I see his point and agree to a certain level, but I disagree with the proposed solution.

Here's my understanding of his argument:

  • Markdown is hard to read and share for long documents
  • Plain text doesn't communicate ideas as well as something with formatting, images, and visual hierarchy
  • So we should move the primary spec format from Markdown to HTML.

He makes a great point about Markdown being more difficult to share and communicate ideas with, because formatting and visuals can make things super easy to understand.

My problem with the approach is that, by trading editability for readability, we're separating we humans even further from the creation process.

I value Markdown because I value text. And I value text because I see it as one step away from thought.

I believe thinking is the one thing we should be careful not to outsource, and I worry what this idea smuggles in is a major step toward making our creations opaque to humans. Not just AI's creations, but ours as well.
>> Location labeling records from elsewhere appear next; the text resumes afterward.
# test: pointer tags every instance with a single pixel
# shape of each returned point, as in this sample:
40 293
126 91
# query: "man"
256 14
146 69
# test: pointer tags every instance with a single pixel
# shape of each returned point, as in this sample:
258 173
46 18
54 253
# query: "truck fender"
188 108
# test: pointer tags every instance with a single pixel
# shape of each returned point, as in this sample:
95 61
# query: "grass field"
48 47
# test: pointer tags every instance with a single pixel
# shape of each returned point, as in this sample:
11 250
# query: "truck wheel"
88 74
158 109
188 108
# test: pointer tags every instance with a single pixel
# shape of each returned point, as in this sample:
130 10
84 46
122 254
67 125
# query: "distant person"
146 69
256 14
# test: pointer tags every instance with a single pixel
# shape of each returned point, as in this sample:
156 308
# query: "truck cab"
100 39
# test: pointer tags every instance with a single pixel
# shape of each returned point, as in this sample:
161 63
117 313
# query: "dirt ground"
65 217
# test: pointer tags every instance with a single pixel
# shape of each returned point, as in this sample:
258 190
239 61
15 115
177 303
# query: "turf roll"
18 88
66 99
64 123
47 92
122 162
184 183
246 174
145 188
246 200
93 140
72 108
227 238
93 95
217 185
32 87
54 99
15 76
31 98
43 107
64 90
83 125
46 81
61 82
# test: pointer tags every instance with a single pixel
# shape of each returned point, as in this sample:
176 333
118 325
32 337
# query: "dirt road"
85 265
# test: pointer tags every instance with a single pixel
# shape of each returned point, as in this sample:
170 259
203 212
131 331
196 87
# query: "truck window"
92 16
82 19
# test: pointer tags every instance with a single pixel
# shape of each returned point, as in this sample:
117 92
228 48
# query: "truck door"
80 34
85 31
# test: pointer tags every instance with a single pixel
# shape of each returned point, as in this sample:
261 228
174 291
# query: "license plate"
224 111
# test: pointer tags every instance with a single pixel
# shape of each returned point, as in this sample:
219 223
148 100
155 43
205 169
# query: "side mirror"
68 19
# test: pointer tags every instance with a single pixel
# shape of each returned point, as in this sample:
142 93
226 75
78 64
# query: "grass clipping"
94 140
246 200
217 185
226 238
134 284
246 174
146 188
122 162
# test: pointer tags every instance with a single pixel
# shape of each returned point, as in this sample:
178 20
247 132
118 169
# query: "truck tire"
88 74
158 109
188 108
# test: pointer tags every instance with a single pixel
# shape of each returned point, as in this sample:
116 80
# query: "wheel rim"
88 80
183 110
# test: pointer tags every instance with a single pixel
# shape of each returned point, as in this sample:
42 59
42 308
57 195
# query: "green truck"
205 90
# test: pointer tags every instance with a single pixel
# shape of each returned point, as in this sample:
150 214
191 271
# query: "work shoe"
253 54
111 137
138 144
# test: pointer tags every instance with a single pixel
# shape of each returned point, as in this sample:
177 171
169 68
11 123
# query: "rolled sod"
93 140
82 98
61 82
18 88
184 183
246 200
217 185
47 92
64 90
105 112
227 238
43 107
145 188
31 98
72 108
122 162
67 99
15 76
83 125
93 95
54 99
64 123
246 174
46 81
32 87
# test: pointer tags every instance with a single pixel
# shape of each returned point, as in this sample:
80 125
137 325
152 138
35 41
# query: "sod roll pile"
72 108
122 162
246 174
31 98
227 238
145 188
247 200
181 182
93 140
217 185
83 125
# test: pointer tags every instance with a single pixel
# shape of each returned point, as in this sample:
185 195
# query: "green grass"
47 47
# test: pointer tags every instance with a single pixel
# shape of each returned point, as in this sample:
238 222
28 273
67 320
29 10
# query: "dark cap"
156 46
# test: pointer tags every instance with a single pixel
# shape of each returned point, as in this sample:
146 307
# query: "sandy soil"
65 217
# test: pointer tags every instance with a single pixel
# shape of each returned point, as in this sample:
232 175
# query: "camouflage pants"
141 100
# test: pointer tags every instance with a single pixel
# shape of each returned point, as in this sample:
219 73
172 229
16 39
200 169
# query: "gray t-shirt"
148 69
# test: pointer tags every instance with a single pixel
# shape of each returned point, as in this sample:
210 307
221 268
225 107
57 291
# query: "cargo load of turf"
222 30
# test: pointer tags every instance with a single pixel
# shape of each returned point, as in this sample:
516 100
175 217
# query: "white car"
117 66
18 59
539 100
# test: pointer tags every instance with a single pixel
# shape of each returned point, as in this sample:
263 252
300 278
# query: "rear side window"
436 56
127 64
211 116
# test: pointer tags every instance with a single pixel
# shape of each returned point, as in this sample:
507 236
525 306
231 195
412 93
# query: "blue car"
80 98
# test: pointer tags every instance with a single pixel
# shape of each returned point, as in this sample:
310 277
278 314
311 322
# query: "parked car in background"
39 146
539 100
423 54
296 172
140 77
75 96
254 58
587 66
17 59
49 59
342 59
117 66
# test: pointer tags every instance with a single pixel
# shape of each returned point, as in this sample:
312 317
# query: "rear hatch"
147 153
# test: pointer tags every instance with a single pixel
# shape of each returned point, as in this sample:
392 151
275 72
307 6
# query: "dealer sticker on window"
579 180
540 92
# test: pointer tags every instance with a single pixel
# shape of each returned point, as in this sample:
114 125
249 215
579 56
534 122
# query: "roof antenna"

The reason I value Paul Graham so much is because of the idea compression work that goes into writing super clean prose. It's difficult to write clearly because it requires thinking clearly.

Text makes your ideas naked, and I like that.

  • What is the problem, exactly?
  • What should we do to solve it?
  • Why is our solution better than alternatives?

I love the challenge of crystallizing this kind of critical stuff in pure text before any technology is involved.

If we're not writing that text ourselves, and then editing it, it starts to feel a lot like bringing a strong robot to the gym.

I worry that if we vibe-think to AI and have it spit out amazing HTML, we're instantly disconnected from the idea. Like where did the idea go? It started as vibes and got put through a woodchipper and turned into someone else's HTML.

Can I see it in 4 simple bullets? Can I stare at it? Can I grapple with it? Can I tweak it? It's an idea. I need contact with it.

Of course we can ask the AI to summarize its brilliant HTML document into four bullets, but we'll have lost through compression and expansion some percentage of the original.

Maybe I'm being overly emotional here.

I just feel like if you didn't put the hard thinking and writing work into the original idea, and then maintain it in a format that's easy for humans to read and edit, then you have somehow surrendered something Holy to the machines. I say this as a total AI maximalist.

But I get the point he's making, and I think it's super valid.

It's hard to explain or convince people of things with a giant text file. Formatting massively helps. Images massively help. Even an interface or a video or something.

So we're synched on that. I just think it might be better to get the outcome in a different way.

  • MARKDOWN: Easy for humans to write, hard for humans to read.
  • HTML: Hard for humans to write, easy for humans to read.

Maybe the solution isn't moving the first step to HTML where it becomes more opaque to both agents and humans (plus the versioning issues Thariq talked about).Maybe the solution is something crazy like document pairing: like you have the thought file and you have the presentation file(s).

The proposal is to ask AI to just write HTML, right? Well why not just have a separate but linked file for that? One is for crystal-clear human creation and sync between human and AI. Simplicity, clarity, precision, and human editability.

We don't have to choose. We can (and I personally will) keep our .md or .mdx files as authoritative, but then simply add a post-commit hook that auto-builds a brilliant presentation-optimized HTML file or whatever after every change.

I hate the idea of multiple files, but I think it's far preferable to losing the transparent, editable connection to the idea that you get with text.

Basically I think it's much easier for AI to make an additional, rich and shareable version of our clean and agent-friendly Markdown file than it is for humans to stay connected with ideas when they're blended into opaque HTML.

And I think the human thought-to-text connection is the highest-order bit we need to preserve.

Still thinking it through, however, and massive thanks to Thariq for the push for all of us to evolve on this.